Le 23/02/2015 00:19, Karanbir Singh a écrit :
hi,
We have spent a lot of time working out how best to work the /etc/centos-release file in order to satisfy most use cases. We've had a lot of positive feedback on the three digit release numbering that went into the first CentOS-7 release. And in the coming months, as the rolling builds onramp we will start seeing movement around those. This will also help address some points learned from the community during the 7.0.1406 cycle.
We have also decided to split the /etc/redhat-release link to /etc/centos-release and use that as a way to better indicate what codebase the running CentOS Linux instance was derived from.
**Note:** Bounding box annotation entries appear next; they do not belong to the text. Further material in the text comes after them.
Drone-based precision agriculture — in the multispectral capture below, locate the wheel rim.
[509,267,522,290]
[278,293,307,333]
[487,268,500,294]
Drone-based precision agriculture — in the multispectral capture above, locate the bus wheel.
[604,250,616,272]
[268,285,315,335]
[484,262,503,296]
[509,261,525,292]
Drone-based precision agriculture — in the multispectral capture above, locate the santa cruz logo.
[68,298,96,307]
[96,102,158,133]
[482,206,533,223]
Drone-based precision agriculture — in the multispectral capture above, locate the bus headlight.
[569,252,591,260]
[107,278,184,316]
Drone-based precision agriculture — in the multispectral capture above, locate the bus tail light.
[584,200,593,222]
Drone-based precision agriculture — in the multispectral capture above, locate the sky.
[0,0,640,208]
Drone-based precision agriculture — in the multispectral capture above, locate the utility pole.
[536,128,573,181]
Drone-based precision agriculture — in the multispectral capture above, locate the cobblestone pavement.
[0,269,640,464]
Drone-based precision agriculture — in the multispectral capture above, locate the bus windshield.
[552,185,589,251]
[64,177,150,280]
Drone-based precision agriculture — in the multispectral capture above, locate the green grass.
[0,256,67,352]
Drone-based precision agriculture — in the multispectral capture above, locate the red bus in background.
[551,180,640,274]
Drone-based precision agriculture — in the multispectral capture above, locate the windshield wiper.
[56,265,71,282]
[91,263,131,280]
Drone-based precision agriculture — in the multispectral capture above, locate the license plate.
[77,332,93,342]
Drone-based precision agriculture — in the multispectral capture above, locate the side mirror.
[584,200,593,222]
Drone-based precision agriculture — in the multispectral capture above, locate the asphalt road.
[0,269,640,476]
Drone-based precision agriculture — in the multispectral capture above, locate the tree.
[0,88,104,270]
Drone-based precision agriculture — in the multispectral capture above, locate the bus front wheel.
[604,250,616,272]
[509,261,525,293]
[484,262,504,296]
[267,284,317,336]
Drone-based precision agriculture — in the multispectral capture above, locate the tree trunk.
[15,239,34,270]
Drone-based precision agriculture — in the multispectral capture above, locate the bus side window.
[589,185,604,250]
I'm aware of some inventory software (OCSinventory, FusionInventory) which rely on redhat-release to be a regular file (not a link) to detect real "RHEL" [1], and check some other files (centos-release, ...) for the clones.
Of course information from "lsb_release" is usually more accurate.
I have forward your mail to upstream dev of those projects.
Remi.
[1] http://bazaar.launchpad.net/~ocsinventory-dev/ocsinventory-unix-agent/trunk/...
Examples of what these files will look like in say March 2015 ( if .1 is released upstream by then ):
/etc/centos-release: CentOS Linux release 7.1.1503 (Core)
/etc/redhat-release Derived from Red Hat Enterprise Linux 7.1 (Source)
The /etc/os-release file remains unchaged to indicate CentOS-7 as being the distro being consumed. We will however, be adding ABRT specific content to the os-release file once we have bugs.centos.org setup to accept abrt requests - and we have the required patched rolled out into the distro. These additions will have no impact on numbering reported via tools that consume /etc/os-release.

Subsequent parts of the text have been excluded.